# Would my filly make a good barrel horse?



## kricket (Apr 1, 2015)

Right now she WAY to young but I want to see if I could make a good barrel horse out of her. Her dam is http://www.allbreedpedigree.com/jess+blackburn+echo Her sire is Scampers King, I don't know much of Scampers King pedigree but he is just a old time ranch horse that will run he is registered but I can never find him on all breed pedigree. Could tall help me?


----------



## beau159 (Oct 4, 2010)

kricket said:


> Right now she WAY to young but I want to see if I could make a good barrel horse out of her.


Based on the information you have given us (dam's pedigree only), it is really impossible to answer your question. 

I don't see anything fabulous on the mare's pedigree. 

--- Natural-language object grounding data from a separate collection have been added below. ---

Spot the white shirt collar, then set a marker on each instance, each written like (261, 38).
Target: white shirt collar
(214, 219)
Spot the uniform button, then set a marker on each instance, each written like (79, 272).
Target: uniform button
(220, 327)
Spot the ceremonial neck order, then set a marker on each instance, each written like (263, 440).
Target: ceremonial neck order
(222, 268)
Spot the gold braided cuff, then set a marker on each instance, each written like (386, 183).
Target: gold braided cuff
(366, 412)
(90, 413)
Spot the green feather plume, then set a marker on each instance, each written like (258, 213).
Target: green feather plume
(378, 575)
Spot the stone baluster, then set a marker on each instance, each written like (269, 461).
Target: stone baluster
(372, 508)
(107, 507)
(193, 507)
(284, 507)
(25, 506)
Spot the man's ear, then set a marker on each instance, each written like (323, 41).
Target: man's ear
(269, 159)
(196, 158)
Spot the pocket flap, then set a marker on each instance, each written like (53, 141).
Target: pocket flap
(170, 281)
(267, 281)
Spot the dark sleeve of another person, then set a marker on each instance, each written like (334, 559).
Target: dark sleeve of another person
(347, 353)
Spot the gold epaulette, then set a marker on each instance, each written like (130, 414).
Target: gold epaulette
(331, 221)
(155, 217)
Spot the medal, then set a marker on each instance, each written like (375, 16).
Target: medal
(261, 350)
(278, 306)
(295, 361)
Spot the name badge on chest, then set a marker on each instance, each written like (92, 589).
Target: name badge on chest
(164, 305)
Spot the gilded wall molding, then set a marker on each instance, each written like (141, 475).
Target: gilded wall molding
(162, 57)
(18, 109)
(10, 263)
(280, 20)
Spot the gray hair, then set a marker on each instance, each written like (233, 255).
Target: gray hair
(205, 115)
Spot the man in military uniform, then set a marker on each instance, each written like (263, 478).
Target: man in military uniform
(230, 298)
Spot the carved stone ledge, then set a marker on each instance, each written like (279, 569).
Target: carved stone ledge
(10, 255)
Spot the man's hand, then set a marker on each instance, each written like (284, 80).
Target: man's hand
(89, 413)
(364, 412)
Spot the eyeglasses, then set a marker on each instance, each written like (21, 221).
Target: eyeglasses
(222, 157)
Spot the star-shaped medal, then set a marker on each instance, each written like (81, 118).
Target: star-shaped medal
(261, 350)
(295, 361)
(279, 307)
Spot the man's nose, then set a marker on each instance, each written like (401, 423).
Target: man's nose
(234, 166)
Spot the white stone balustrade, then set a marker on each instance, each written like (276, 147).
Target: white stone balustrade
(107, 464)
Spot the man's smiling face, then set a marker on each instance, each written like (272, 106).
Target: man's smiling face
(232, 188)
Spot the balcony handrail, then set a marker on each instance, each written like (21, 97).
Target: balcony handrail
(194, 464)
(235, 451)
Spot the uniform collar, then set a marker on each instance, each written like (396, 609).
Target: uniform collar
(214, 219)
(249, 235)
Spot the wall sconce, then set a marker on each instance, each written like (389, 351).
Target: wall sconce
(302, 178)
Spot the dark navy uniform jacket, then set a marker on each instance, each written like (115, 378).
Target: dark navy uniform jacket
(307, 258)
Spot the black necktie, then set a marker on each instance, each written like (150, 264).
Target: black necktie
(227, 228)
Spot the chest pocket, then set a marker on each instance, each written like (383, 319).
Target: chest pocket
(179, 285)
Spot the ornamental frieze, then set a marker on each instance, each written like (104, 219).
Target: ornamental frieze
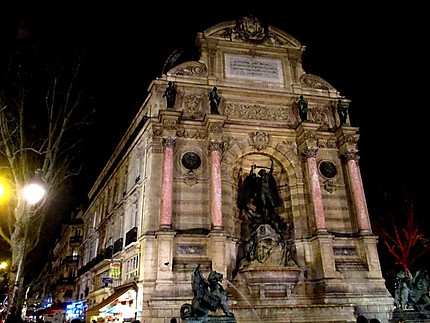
(320, 115)
(215, 128)
(259, 140)
(260, 112)
(192, 105)
(169, 124)
(191, 133)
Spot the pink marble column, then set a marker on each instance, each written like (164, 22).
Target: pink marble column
(215, 149)
(167, 184)
(315, 190)
(358, 196)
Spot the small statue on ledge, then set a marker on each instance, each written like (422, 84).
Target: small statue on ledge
(170, 95)
(342, 110)
(209, 295)
(303, 109)
(214, 100)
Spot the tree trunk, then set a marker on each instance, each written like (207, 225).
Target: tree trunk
(16, 279)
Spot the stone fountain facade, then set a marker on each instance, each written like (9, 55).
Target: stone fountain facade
(322, 263)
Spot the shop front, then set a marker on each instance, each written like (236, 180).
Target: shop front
(118, 307)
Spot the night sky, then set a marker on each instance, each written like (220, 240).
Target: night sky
(373, 56)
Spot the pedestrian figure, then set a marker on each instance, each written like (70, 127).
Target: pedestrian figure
(170, 95)
(303, 109)
(342, 110)
(214, 100)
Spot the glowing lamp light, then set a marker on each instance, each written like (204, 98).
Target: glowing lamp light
(33, 193)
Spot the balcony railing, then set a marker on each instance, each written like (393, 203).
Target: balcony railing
(117, 245)
(131, 236)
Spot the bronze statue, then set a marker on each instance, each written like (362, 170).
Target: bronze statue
(170, 95)
(209, 296)
(269, 242)
(214, 100)
(303, 108)
(342, 110)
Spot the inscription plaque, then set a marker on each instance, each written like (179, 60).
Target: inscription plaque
(253, 68)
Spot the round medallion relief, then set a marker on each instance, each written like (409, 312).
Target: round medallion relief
(328, 169)
(191, 160)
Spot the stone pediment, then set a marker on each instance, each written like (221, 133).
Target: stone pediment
(251, 30)
(191, 68)
(316, 82)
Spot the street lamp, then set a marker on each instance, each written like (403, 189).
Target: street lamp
(33, 193)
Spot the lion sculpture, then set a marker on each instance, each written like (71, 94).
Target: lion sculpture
(209, 296)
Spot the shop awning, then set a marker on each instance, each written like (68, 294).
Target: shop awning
(95, 310)
(54, 308)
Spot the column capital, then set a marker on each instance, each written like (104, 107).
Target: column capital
(216, 145)
(214, 124)
(169, 142)
(309, 151)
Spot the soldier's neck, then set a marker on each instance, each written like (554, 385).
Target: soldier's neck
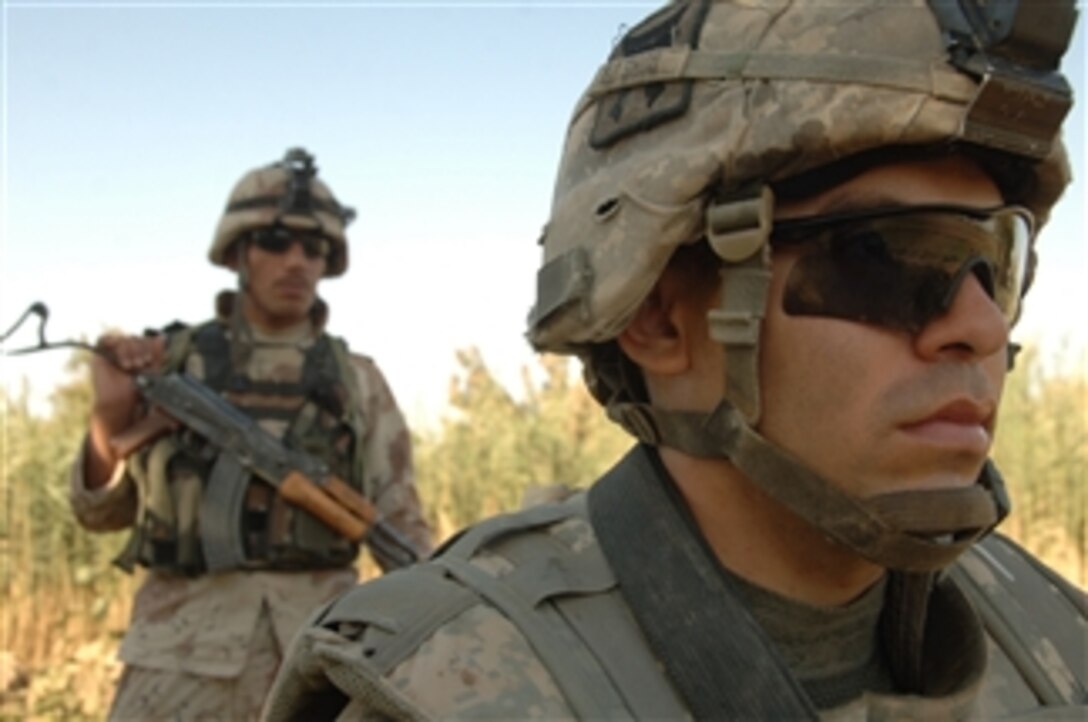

Allbreedpedigree is a public site. If there is a horse that is not listed, you have to add it yourself....provided you know the sire and dam of the horse in question. 

How old is your filly?
Do you have any pictures?

While pedigree can be important, it also depends on the athletic ability of the horse, and their HEART to compete in barrels.


----------



## kricket (Apr 1, 2015)

right now she is 3months on the 25 she will be 4 months. And she loves to run around full speed.


----------



## Roman (Jun 13, 2014)

We need a picture of her standing square and directly at her side.


----------



## kricket (Apr 1, 2015)




----------



## JCnGrace (Apr 28, 2013)

She's got the engine for it but it will be a while before you know if she has the heart for it.


----------



## Smilie (Oct 4, 2010)

I agree with Beau, who knows more about barrel racing then I do, except, I do know that many great barrel horses have running blood, and your horse, from info of dam, has working foundation blood
It also depends on level where you wish to compete, many horses not breed for a certain event, do great at the entry level, but if you wish to compete at upper end, then your chances are better, with a horse bred for the job, with proven blood up close
The Frenchmen horses, for instance, have proven themselves in the barrel racing industry. Your mare has blood proven in foundation bred working horses


----------